Steinberg Institute Policy Brief: California’s criminal justice system not prioritizing behavioral health programs that would keep people out of jail and reduce costs

SACRAMENTO (March 22, 2024) Today, the Steinberg Institute released Misaligned: California’s Local Public Safety Funding Doesn’t Meet Today’s Needs, a policy brief examining how California’s counties allocate state funding dedicated to reducing recidivism by funding evidence-based interventions, such as behavioral health services.

Our research found that the vast majority of California counties allocate less than 10 percent of dedicated state criminal justice funding to behavioral health. At the same time, In 2023, 53% of county inmates had mental health needs – up from approximately 20% in 2010.

A major source of funding that counties receive for their local criminal justice needs can be traced back to a major policy shift known as “2011 Public Safety Realignment”, which transferred responsibility for certain felony populations from the state to counties. In 2022-23, this amount was roughly $2 billion. In our review, we found that counties typically allocate a small fraction of realignment funding to behavioral health care. These estimates reflect allocations explicitly tagged for a behavioral health-related county department. This was the case even amidst tremendous growth in the share of county jail inmates with open mental health cases

“We know alleviating behavioral health needs reduces criminal justice involvement, so counties should be prioritizing programs that will ultimately keep people with these challenges out of our jails and in recovery,” said Steinberg Institute CEO Karen Larsen.

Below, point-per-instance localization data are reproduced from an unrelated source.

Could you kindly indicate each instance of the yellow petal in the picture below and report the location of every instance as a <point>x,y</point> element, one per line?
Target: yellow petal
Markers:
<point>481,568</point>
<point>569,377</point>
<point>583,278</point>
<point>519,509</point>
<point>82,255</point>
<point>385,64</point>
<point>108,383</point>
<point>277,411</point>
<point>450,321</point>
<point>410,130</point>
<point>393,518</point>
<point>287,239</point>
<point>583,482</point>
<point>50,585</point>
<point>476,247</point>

Also today, the Steinberg Institute released a fact sheet detailing proven criminal justice behavioral health programs that counties should be investing in.

This year, the Steinberg Institute is co-sponsoring Assembly Bill 2882, authored by Assembly Member Kevin McCarty (D-Sacramento), which would require more comprehensive, representative and transparent local planning around public safety spending. It would also require better reporting on this spending, including a public dashboard that tracks key measures such as recidivism rates and outcomes.

The research is part of the Steinberg Institute Vision 2030 initiative, setting ambitious goals of reducing incarceration, hospitalization and homelessness for people with behavioral health challenges by half.